23rd March 2006 by Sean

Author: John Perkins confessions.jpg

The subject of this book is the thing John Grisham novels are made of. An economic planner for an international consulting firm persuades developing countries to enter into deals that make American companies rich. Somehow the NSA ties into all this as well, which I don’t exactly understand how, but I guess that’s an incentive to read it. After years of being an “economic hit man”, Perkins leaves his former life and writes his expose, despite bribes and threatenings.

I can already see major studio execs salivating over the story, corporate corruption, governmental cover-up and a lone soul that tells his story despite threatening phone calls and blown up mailboxes. Anyways it sounds like an interesting read, even if it doesn’t provide much business knowledge.

In the review snippets is a link to an interview between the author and democracynow.org as well as a statement from the State Department about the book. Intriguing stuff.

Get it now revised

What John Perkins says in an interview with democracynow.org.

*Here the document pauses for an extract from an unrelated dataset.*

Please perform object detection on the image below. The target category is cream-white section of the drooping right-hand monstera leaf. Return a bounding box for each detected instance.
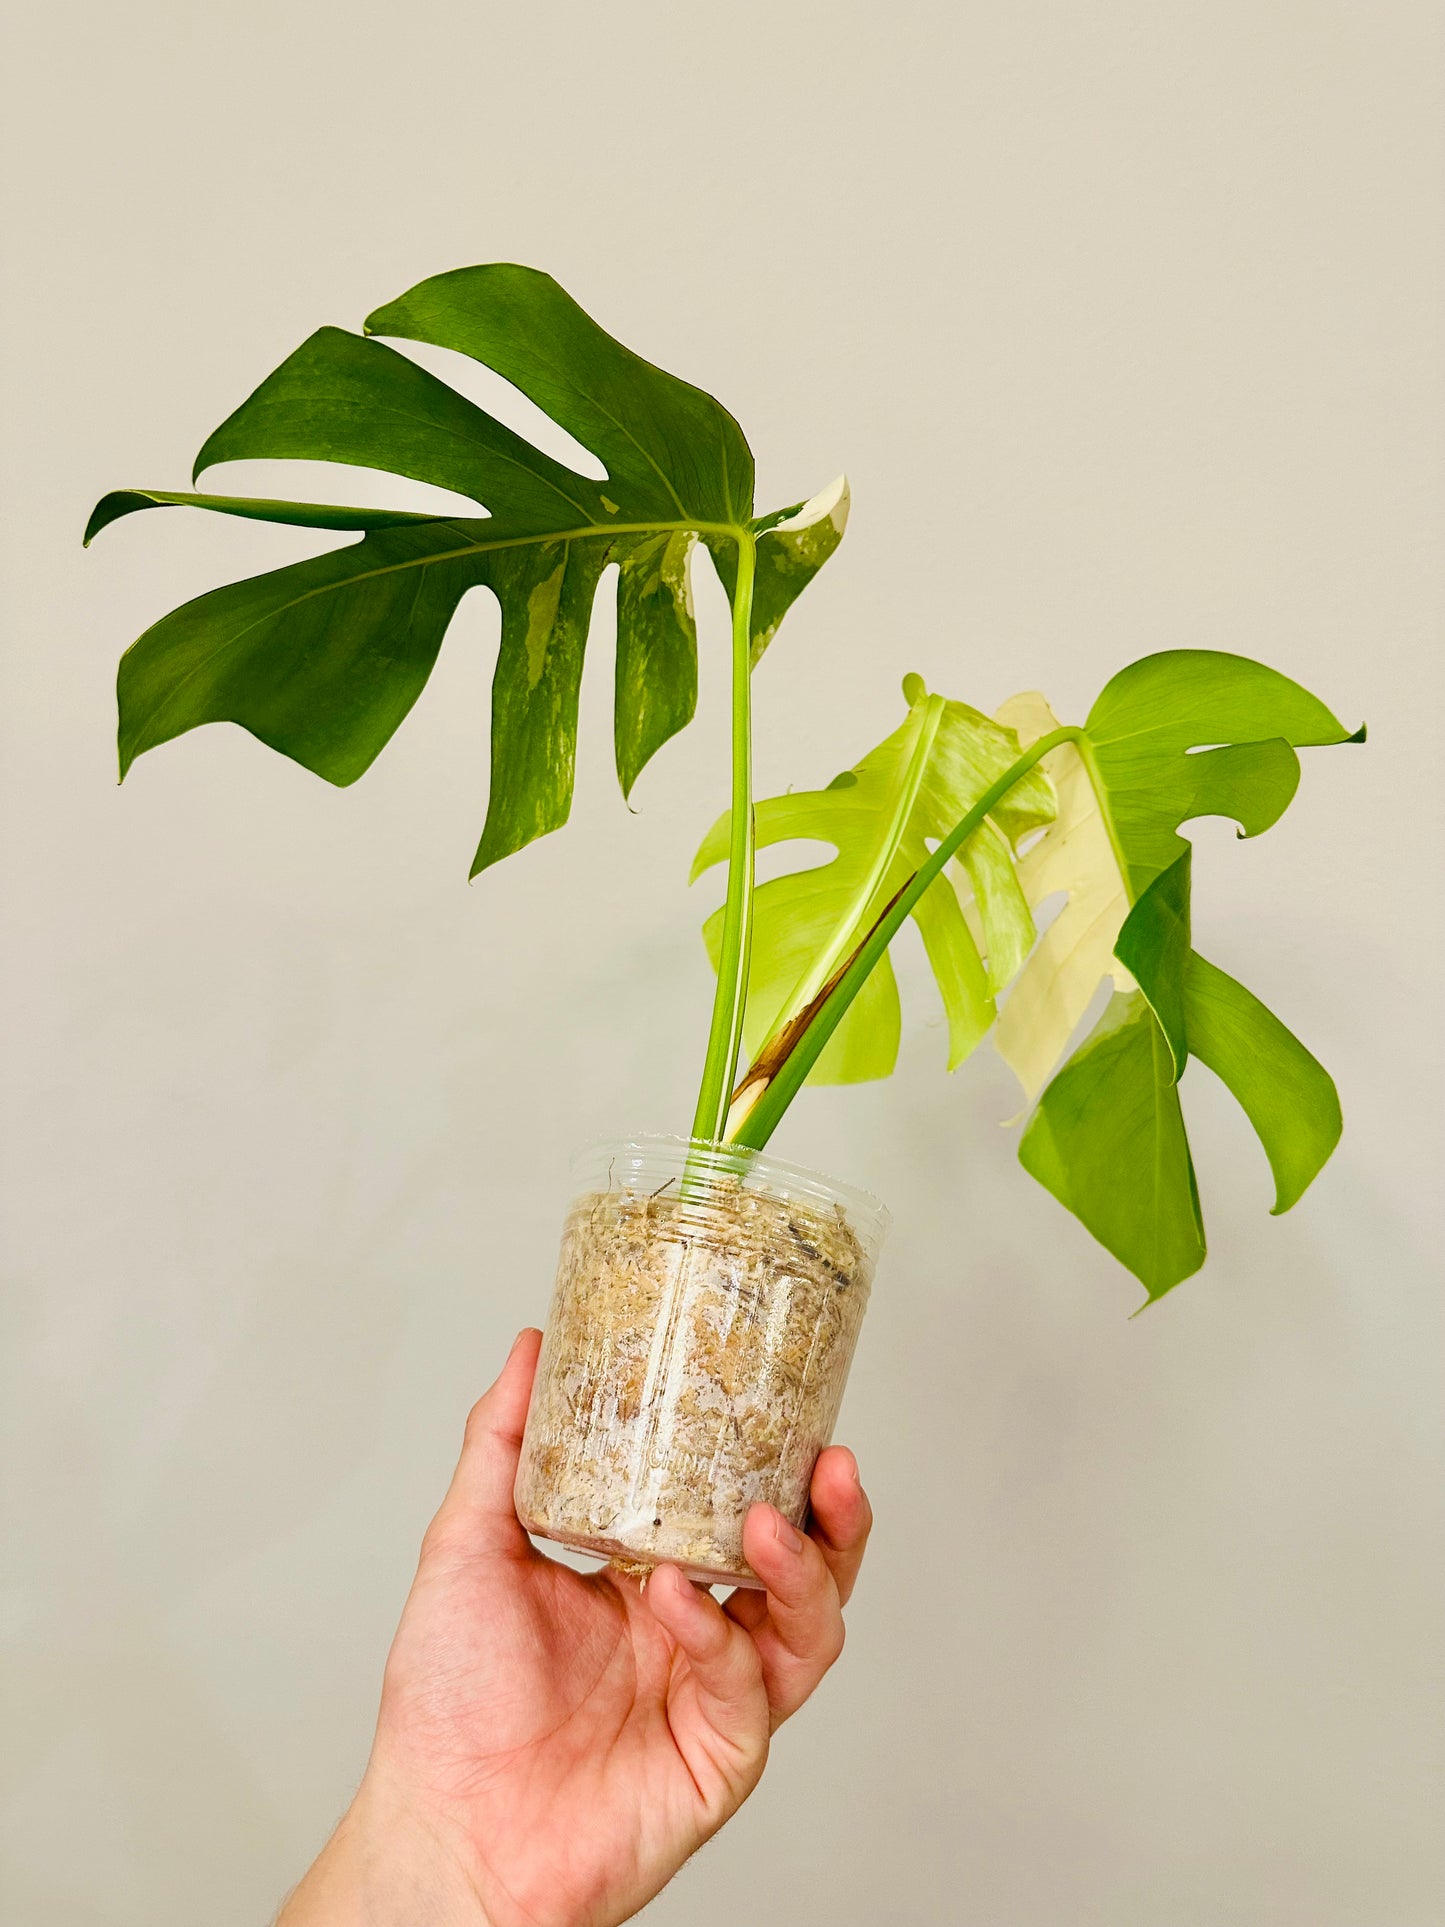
[994,692,1135,1098]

Basically what we were trained to do and what our job is to do is to build up the American empire. To bring — to create situations where as many resources as possible flow into this country, to our corporations, and our government, and in fact we’ve been very successful. We’ve built the largest empire in the history of the world. It’s been done over the last 50 years since World War II with very little military might, actually. It’s only in rare instances like Iraq where the military comes in as a last resort. This empire, unlike any other in the history of the world, has been built primarily through economic manipulation, through cheating, through fraud, through seducing people into our way of life, through the economic hit men. I was very much a part of that.

What the State Department says.

Confessions of an Economic Hit Man, which Perkins says has been translated into some 20 languages, is popular because it is an exciting, first-person, cloak-and-dagger tale that plays to popular images about alleged U.S. economic exploitation of Third World countries. Perkins raises legitimate questions about the impacts of economic growth and modernization on developing countries and indigenous peoples. But his claim that he was acting as an “economic hit man” at the behest of the NSA appears to be a total fantasy.